La narración sigue siendo la misma, Guimarães nos va cambiando el foco, nos ajusta la
perspectiva, y las mismas palabras van cobrando nuevos significados. De hecho, el poeta se ha
sintonizado con “la manifestación del mundo y de lo divino” (Otto, 130), lo que nos justifica su
intertextualidad. En ese sentido, el narratario del texto, ese Doctor tan erudito e ignorante, va
mutando su identidad. En mi propia experiencia lectora, el Doctor pasa de ser un citadino
interesado en la provincia, un Rómulo Gallegos y un João Guimarães Rosa tomando notas en su
cuaderno de investigación, a la encarnación misma del mito fáustico. Y todas esas identidades se
superponen, como es propio de la literatura (y especialmente de la poesía). Me parece que
Guimarães coloca a Riobaldo, el pactario en duda, frente a otro pactario con experiencia, el
Doctor Fausto. Riobaldo se refleja en la fuente inagotada del mito occidental por excelencia.
¿Quién podría responder mejor a las inquietudes del ex-yagunzo?

Alejandro Miguez
Bibliografía

Goethe, Johann Golfgang.

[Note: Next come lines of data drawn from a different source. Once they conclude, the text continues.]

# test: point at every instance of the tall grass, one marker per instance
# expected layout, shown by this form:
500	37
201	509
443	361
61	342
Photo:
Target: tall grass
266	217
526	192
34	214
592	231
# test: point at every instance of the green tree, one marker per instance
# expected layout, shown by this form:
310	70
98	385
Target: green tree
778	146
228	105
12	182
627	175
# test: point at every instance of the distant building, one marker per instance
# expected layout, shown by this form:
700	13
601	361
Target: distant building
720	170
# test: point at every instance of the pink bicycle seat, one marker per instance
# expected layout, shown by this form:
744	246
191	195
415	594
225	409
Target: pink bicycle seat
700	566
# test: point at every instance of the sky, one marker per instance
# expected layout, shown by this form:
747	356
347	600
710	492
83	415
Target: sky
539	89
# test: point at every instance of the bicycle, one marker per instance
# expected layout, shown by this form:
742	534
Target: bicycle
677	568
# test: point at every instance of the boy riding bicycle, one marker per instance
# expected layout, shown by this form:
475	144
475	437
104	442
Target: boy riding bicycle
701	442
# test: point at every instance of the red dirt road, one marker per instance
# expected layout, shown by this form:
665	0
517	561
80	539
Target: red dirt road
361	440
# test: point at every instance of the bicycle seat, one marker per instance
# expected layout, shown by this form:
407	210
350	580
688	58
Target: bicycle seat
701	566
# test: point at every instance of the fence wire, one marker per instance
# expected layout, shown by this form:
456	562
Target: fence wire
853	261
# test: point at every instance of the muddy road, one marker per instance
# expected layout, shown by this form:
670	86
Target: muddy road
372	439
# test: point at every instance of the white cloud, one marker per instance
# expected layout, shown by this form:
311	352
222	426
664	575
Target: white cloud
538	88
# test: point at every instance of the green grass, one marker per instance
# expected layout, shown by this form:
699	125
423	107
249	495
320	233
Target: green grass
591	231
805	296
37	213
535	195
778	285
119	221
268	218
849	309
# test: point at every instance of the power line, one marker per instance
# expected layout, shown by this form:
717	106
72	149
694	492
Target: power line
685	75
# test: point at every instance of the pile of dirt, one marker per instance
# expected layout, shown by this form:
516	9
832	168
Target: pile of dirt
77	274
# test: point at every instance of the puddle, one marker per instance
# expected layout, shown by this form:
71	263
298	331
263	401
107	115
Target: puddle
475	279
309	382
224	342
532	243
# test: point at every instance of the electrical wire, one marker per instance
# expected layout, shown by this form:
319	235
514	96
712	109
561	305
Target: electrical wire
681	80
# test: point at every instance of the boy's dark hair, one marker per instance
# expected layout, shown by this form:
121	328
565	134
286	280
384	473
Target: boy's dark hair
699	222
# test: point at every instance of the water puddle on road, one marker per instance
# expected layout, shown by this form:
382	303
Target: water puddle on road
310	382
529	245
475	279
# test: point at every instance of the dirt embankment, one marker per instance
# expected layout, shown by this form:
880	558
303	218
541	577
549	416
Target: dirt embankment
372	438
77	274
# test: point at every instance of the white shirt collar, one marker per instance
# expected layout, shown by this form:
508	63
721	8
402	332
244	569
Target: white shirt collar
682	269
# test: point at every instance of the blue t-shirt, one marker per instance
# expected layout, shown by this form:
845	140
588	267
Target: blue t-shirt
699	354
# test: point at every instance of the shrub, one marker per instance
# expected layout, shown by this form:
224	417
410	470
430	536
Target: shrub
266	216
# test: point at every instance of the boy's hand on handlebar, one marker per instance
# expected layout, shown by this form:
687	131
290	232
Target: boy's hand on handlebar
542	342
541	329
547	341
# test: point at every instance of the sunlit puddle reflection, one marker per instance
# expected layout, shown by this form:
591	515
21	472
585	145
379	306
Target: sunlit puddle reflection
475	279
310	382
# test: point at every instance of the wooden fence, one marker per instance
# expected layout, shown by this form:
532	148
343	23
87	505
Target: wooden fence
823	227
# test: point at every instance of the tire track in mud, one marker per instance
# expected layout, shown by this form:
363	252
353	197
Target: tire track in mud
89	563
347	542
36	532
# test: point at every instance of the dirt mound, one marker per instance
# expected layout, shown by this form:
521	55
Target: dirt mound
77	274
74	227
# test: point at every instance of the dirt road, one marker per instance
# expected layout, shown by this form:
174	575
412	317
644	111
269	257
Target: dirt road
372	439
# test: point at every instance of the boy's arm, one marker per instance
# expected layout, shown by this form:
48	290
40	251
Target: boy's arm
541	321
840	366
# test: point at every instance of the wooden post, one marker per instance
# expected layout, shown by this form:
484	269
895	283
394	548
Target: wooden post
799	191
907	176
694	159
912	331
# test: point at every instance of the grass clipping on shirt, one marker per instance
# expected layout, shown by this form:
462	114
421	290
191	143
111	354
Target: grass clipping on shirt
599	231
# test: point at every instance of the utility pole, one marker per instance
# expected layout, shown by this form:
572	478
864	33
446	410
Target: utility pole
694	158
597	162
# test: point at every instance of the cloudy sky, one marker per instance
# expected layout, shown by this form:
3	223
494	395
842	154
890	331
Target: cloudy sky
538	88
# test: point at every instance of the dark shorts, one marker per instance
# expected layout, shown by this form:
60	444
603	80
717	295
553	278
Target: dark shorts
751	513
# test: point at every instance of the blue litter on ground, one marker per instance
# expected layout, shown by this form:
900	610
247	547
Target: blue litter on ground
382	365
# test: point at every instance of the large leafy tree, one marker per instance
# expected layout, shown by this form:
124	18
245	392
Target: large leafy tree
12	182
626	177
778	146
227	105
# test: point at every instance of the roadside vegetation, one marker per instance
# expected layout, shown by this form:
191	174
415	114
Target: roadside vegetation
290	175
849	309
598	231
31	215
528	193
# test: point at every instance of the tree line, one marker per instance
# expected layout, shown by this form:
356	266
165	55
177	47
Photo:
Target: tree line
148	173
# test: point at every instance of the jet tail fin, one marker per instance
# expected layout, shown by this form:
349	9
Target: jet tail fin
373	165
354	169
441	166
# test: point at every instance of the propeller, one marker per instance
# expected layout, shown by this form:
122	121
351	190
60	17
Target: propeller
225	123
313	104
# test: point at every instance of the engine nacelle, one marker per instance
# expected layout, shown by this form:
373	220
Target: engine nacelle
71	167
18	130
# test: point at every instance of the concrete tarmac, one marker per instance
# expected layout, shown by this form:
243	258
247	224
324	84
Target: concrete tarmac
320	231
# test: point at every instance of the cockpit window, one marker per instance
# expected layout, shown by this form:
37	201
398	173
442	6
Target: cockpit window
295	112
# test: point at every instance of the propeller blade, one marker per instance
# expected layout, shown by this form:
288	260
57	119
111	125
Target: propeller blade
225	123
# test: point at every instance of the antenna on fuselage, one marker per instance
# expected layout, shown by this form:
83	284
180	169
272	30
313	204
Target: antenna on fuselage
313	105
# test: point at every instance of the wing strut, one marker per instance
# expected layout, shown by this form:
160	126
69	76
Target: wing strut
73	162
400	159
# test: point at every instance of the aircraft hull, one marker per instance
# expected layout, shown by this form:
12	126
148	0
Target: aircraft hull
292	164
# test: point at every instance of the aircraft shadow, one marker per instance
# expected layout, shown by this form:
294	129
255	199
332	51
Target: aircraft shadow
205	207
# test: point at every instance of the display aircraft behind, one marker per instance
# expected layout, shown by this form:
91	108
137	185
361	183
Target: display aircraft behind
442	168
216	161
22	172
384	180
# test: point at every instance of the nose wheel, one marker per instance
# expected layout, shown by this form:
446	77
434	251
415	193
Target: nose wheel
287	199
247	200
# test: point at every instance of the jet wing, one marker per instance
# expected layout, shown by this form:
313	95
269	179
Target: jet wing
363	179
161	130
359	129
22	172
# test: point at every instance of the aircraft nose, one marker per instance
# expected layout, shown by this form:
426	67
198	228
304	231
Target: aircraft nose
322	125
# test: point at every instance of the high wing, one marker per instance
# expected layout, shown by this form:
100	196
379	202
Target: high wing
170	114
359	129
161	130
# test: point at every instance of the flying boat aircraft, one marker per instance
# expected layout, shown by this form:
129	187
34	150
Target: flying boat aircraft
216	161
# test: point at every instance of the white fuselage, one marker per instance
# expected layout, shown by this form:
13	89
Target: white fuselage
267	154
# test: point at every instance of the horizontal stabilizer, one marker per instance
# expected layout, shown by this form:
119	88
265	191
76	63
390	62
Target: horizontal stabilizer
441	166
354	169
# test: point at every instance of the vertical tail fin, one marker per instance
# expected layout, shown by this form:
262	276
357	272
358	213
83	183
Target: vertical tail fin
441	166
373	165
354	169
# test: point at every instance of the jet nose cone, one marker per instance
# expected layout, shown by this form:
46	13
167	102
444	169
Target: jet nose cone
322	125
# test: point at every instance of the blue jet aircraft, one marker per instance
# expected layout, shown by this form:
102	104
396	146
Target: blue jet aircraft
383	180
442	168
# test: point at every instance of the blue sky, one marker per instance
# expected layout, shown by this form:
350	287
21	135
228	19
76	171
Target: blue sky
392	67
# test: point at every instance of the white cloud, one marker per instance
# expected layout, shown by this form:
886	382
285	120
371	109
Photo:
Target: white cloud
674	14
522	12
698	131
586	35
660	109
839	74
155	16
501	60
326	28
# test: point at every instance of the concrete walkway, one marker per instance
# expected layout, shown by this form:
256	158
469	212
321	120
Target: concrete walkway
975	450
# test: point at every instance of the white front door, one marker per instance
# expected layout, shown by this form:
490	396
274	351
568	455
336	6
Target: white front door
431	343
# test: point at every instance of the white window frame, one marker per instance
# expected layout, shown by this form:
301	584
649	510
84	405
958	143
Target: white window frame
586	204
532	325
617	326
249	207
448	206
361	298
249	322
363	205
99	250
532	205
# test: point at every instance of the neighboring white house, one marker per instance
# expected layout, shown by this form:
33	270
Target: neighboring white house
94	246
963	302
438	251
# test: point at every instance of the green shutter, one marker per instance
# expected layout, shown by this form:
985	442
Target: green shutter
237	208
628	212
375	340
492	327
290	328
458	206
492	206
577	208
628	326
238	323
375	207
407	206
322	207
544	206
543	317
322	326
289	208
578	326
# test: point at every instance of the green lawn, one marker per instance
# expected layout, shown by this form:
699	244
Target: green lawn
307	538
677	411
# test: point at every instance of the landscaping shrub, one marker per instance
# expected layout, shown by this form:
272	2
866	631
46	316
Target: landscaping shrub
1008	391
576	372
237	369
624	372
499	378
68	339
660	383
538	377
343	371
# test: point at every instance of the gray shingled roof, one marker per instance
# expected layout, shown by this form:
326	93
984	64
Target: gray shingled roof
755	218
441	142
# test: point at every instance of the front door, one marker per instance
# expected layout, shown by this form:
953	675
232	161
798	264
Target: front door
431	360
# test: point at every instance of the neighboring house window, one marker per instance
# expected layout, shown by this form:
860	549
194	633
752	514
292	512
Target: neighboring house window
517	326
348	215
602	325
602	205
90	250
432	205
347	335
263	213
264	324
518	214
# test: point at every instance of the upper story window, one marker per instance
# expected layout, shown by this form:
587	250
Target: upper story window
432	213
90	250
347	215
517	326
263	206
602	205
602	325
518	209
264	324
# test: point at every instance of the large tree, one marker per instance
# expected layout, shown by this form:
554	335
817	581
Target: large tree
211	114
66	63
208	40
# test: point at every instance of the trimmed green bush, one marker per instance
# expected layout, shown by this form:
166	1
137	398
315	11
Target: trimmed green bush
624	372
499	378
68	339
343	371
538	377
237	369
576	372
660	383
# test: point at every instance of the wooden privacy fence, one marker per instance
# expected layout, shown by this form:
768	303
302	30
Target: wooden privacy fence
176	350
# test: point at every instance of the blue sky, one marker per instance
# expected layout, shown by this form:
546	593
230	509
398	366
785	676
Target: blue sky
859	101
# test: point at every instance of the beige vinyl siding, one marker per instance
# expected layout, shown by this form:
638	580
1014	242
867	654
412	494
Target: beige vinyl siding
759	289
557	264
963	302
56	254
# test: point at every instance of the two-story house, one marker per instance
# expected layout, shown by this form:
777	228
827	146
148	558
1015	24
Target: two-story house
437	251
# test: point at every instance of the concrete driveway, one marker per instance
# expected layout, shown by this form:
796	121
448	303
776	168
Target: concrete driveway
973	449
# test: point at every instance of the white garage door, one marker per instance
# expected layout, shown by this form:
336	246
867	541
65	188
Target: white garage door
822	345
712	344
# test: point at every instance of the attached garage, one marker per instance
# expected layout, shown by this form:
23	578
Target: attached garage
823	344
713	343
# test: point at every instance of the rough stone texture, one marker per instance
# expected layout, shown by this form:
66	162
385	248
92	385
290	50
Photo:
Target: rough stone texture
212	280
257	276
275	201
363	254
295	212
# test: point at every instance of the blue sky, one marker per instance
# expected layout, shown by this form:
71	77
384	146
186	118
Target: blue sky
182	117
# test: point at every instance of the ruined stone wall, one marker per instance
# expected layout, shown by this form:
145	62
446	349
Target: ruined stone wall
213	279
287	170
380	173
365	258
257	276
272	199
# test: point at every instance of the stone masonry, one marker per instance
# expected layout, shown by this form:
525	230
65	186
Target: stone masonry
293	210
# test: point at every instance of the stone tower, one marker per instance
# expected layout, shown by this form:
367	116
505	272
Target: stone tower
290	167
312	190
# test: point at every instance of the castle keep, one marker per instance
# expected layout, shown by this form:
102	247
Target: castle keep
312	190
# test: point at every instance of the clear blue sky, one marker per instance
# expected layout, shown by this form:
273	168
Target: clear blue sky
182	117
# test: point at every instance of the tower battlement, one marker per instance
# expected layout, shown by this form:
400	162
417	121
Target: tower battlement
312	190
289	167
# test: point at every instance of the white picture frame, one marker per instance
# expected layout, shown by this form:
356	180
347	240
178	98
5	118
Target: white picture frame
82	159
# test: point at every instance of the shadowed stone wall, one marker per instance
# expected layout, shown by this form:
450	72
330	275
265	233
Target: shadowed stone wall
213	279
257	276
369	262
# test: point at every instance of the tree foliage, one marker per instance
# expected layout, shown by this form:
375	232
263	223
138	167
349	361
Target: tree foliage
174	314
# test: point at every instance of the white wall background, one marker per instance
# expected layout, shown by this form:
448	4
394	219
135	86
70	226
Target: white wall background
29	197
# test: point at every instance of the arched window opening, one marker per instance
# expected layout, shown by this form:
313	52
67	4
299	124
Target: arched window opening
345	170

Fausto. Bogotá: Editorial Oveja Negra, 1984.

Guimarães Rosa, João. Gran Sertón: Veredas. Caracas: Fundación Editorial El perro y la rana,
2008.

Mann, Thomas. Doctor Faustus. Barcelona: Plaza & Janes Editores, 1982.

Otto, Walter. Las Musas. Buenos Aires: Editorial Universitaria de Buenos Aires, 1981.